4. Optimal Number of Pauses: Each downstream task appears to have an optimal number of pause tokens, suggesting a nuanced dependency of performance gains on the specific configuration of pauses.

Theoretical Insights

The incorporation of pause tokens allows for a fundamental alteration in the computational pathway of the Transformer layers. The pause tokens serve as a mechanism to increase the width of computations, enabling the model to leverage additional computational steps before outputting the next token. This hypothesis is supported theoretically:

Main Theoretical Result

Given a Transformer architecture, the self-attention mechanism within each layer has a representational capacity that is bounded by the number of parameters rather than input length. The introduction of pause tokens helps in utilizing this representational capacity more effectively by offering additional computational steps.
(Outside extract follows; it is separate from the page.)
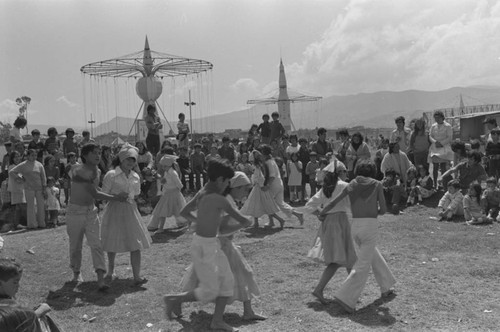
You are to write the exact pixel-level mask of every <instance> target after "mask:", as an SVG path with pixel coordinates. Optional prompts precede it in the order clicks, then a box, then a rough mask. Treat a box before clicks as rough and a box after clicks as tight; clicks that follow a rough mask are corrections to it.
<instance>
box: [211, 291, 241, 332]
mask: <svg viewBox="0 0 500 332" xmlns="http://www.w3.org/2000/svg"><path fill="white" fill-rule="evenodd" d="M228 299H229V298H228V297H227V296H219V297H217V298H216V299H215V310H214V316H213V317H212V322H211V323H210V328H211V329H213V330H224V331H235V330H234V328H233V327H232V326H230V325H228V324H226V322H224V318H223V315H224V311H225V310H226V304H227V300H228Z"/></svg>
Therefore, tasks that require a larger number of parallel operations than the input tokens can be better modeled with pause tokens.

Practical Implications

1. Adaptive Compute: The technique provides a pathway for adaptive compute, wherein the inference time can be adjusted based on the system’s computational limitations, making it practical for deployment in scenarios with varying computational budgets.
2. Memory and Attention: The method offers a potential framework for enhancing memory and attention mechanisms in Transformers by introducing additional computational steps without adding significant parameters.

Future Directions

Several promising avenues for future research are identified:

• Improved Robustness: Designing models that are robust to zero-delay scenarios and varying numbers of pause tokens during inference is crucial.
• Applicability Across Models: Extending this approach to more diverse architectures, such as encoder-decoder models and larger parameter models, would test the generalizability of the findings.
• Theoretical Exploration: Further theoretical examination is required to formalize the distinction between a Transformer's raw and implementational capacities, particularly in contexts where more complex computational patterns are required.

Conclusion

The introduction of pause tokens in training Transformer-based LLMs represents a notable shift in enhancing computational capabilities. By strategically delaying token generation, the model can leverage additional parallel computational steps, thereby improving performance on various downstream tasks. This paper opens up new paradigms for future explorations in the structure and computational pathways of LLMs.